1. Process for microencapsulating biologically active material, comprising forming a thixotropic gel which is essentially nonflowable but is stirrable without fracturing, forming a substantially homogeneous carrier composition of said biologically active material and a hardenable immiscible organic liquid, combining said gel and said homogeneous carrier composition one with the other in a proportion in which said gel is sufficient to form the continuous phase and said homogeneous carrier composition becomes the dispersed phase in the resultant combination as the result of stirring of said gel which finely disperses said homogeneous composition as droplets in said gel without causing appreciable fracture of said gel, and then hardening said droplets to obtain as a result thereof a stable dispersion of microencapsulated biologically active material.

2. Process of Claim 1 wherein said substantially homogeneous carrier composition is a dispersion of said biologically active material in said hardenable organic liquid.

3. Process of Claim 1 wherein said hardenable liquid comprises polymerizable monomer and said hardening comprises polymerizing said monomer to form said encapsulated biologically active material.

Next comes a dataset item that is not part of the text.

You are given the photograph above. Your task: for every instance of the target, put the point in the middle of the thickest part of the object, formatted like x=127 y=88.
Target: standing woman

4. Process of Claim 1 wherein said hardenable liquid comprises polymer dissolved in organic solvent and said hardening comprises removing said solvent from said droplets to precipitate said polymer and form said microencapsulated biologically active material.

5. Process of Claim 1 wherein the viscosity of said gel is from 2 to 1200 centepoises (cps).

6. Process of Claim 3 wherein the polymerizable monomer is polymethylene polyphenylisocyanate and polymerizing said monomer comprises adding diethylene triamine.

7. Process of Claim 4 wherein the polymer is poly(methylmethacrylate), the solvent is ethyl acetate, and removing said solvent comprises allowing the product to stand and allowing the solvent to migrate into the aqueous gel.

8. Composition comprising an effective micro-encapsulating amount of a continuous phase of a non-flowable aqueous gel and microcapsules of polymer less than 1000 microns in diameter, stably dispersed therein as indicated by lack of settling during three months at room temperature, said microcapsules containing a pesticide.

9. The composition of Claim 8 wherein said microcapsules containing said pesticide are formed in situ within said aqueous gel.